Kafka

Wednesday November 07, 2018

Apache Kafka Supports 200K Partitions Per Cluster

In Kafka, a topic can have multiple partitions to which records are distributed. Partitions are the unit of parallelism. In general, more partitions leads to higher throughput. However, there are some factors that one should consider when having more partitions in a Kafka cluster. I am happy to report that the recent Apache Kafka 1.1.0 release has significantly increased the number of partitions that a single Kafka cluster can support from the deployment and the availability perspective.

To understand the improvement, it’s useful to first revisit some of the basics about partition leaders and the controller. First, each partition can have multiple replicas for higher availability and durability. One of the replicas is designated as the leader and all the client requests are served from this lead replica. Second, one of the brokers in the cluster acts as the controller that manages the whole cluster. If a broker fails, the controller is responsible for selecting new leaders for partitions on the failed broker.

The Kafka broker does a controlled shutdown by default to minimize service disruption to clients. A controlled shutdown has the following steps. (1) A SIG_TERM signal is sent to the broker to be shut down. (2) The broker sends a request to the controller to indicate that it’s about to shut down. (3) The controller then changes the partition leaders on this broker to other brokers and persists that information in ZooKeeper. (4) The controller sends the new leader to other brokers. (5) The controller sends a successful reply to the shutting down broker, which finally terminates its process. At this point, there is no impact to the clients since their traffic has already been moved to other brokers. This process is depicted in Figure 1 below. Note that step (4) and (5) can happen in parallel.


Figure 1. (1) shutdown initiated on broker 1; (2) broker 1 sends controlled shutdown request to controller on broker 0; (3) controller writes new leaders in ZooKeeper; (4) controller sends new leaders to broker 2; (5) controller sends successful reply to broker 1.

Before Kafka 1.1.0, during the controlled shutdown, the controller moves the leaders one partition at a time.
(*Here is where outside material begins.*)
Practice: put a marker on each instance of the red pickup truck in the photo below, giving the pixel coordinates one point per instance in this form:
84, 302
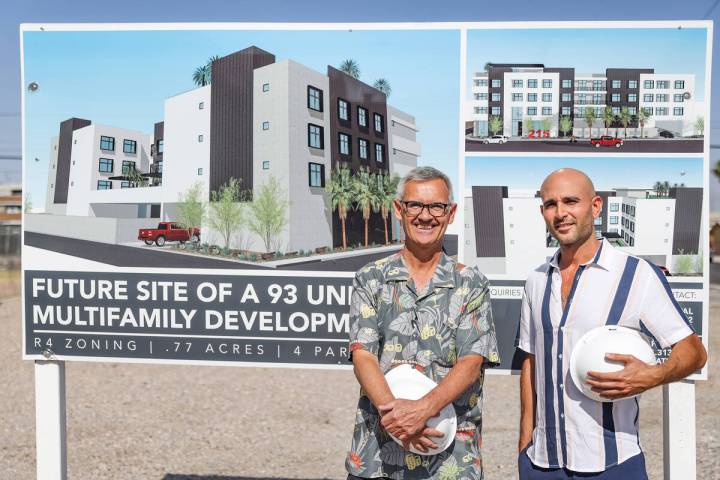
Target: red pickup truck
607, 141
169, 232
For each partition, the controller selects a new leader, writes it to ZooKeeper synchronously and communicates the new leader to other brokers through a remote request. This process has a couple of inefficiencies. First, the synchronous writes to ZooKeeper have higher latency, which slows down the controlled shutdown process. Second, communicating the new leader one partition at a time adds many small remote requests to every broker, which can cause the processing of the new leaders to be delayed.

In Kafka 1.1.0, we made significant improvements in the controller to speed up the controlled shutdown. The first improvement is using the asynchronous API when writing to ZooKeeper. Instead of writing the leader for one partition, waiting for it to complete and then writing another one, the controller submits the leader for multiple partitions to ZooKeeper asynchronously and then waits for them to complete at the end. This allows for request pipelining between the Kafka broker and the ZooKeeper server and reduces the overall latency. The second improvement is that the communication of the new leaders is batched. Instead of one remote request per partition, the controller sends a single remote request with the leader from all affected partitions.
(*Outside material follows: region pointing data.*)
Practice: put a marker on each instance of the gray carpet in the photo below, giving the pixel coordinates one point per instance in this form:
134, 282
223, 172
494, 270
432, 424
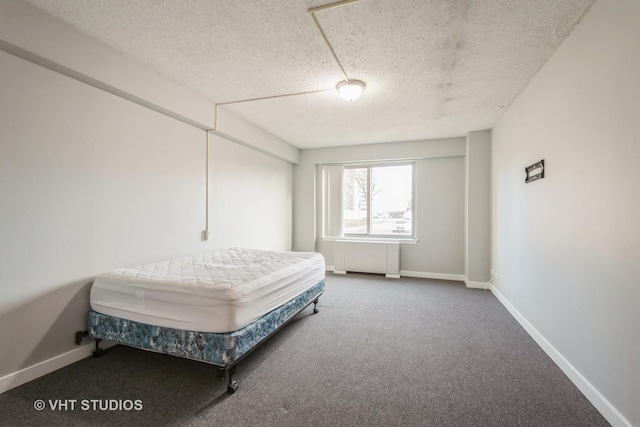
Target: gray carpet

We also made significant improvement in the controller failover time. If the controller goes down, the Kafka cluster automatically elects another broker as the new controller. Before being able to elect the partition leaders, the newly-elected controller has to first reload the state of all partitions in the cluster from ZooKeeper. If the controller has a hard failure, the window in which a partition is unavailable can be as long as the ZooKeeper session expiration time plus the controller state reloading time. So reducing the state reloading time improves the availability in this rare event. Prior to Kafka 1.1.0, the reloading uses the synchronous ZooKeeper API. In Kafka 1.1.0, this is changed to also use the asynchronous API for better latency.
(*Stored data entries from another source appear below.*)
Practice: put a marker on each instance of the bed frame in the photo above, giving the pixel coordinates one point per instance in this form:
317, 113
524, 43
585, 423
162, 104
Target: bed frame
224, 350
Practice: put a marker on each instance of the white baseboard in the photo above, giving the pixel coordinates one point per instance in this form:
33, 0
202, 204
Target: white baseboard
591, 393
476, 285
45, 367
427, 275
We executed tests to evaluate the performance improvement of the controlled shutdown time and the controller reloading time. For both tests, we set up a 5 node ZooKeeper ensemble on different server racks.

In the first test, we set up a Kafka cluster with 5 brokers on different racks. In that cluster, we created 25,000 topics, each with a single partition and 2 replicas, for a total of 50,000 partitions. So, each broker has 10,000 partitions. We then measured the time to do a controlled shutdown of a broker. The results are shown in the table below.

kafka 1.0.0 kafka 1.1.0
controlled shutdown time 6.5 minutes 3 seconds

A big part of the improvement comes from fixing a logging overhead, which unnecessarily logs all partitions in the cluster every time the leader of a single partition changes. By just fixing the logging overhead, the controlled shutdown time was reduced from 6.5 minutes to 30 seconds. The asynchronous ZooKeeper API change reduced this time further to 3 seconds. These improvements significantly reduce the time to restart a Kafka cluster.

In the second test, we set up another Kafka cluster with 5 brokers and created 2,000 topics, each with 50 partitions and 1 replica. This makes a total of 100,000 partitions in the whole cluster. We then measured the state reloading time of the controller and observed a 100% improvement (the reloading time dropped from 28 seconds in Kafka 1.0.0 to 14 seconds in Kafka 1.1.0).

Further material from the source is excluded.